As parents we wonder if we have given our children the tools they need to survive when they venture out into the world. We know that we cannot be there to protect them 24 hours a day 7 days a week, so whatever guidance and education we give the hope is that they will use that knowledge as they grow and gain their independence. As parents, how I knew we were on the right track with our children is when we would go to parent-teacher conferences and they would talk about how respectful our kids were and what pleasure they were to have in class. My wife and I would look at each other as if to say, “Are they talking about my child?” It was then I knew that the values we instilled in our children were having an impact. They were presenting to the world the way we taught them with dignity.
Over the past month I have received some positive feedback about my three children. They were random and unsolicited. There is no prouder moment for a parent then those moments when some walks up to you and says, “Are you Anthony’s father, or Dakota’s father, or Cassandra’s father?” and I would say yes and what would follow is the person telling me about the positive interaction they had with them. These are proud moments as a parent to know that your children are putting out good in the world and that in their own way they are making a difference.
I have come to understand my role as a parent. It took me awhile but slowly I began to understand that my role is to raise good people who I hope will live their lives with dignity and give back to a world that has given them so much. As a parent I have to set that example. I must outline the standards of what it means to be a person who honors and elevates dignity. I have had both failures and successes, but I have learned from my failures, and I have not rested on my successes. I keep moving forward so that I can be the parent my children need me to be.

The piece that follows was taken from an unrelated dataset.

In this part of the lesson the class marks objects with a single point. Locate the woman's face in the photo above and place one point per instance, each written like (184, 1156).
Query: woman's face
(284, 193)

The hardest thing I have found is that I must allow them to make mistakes. I want to fix everything for them, but I know I can’t. I am there for them not with an, “I told you so or you should have listen to me.” I am there with a hug or a shoulder to cry on and advice which I hope will get them through their challenges.
My greatest hope is that I can be to my children what my mother was to me and my brothers. I know that if I am half the parent that she was I will be ok. I hope that they will be a beacon of light and have a positive impact on all the people they encounter in their lives. That would make me most proud as a father.
“Our children are the rock on which our future will be built, our greatest asset as a nation.” Nelson Mandela
This is dedicated to all those who help strengthen the rocks and foundations of our future.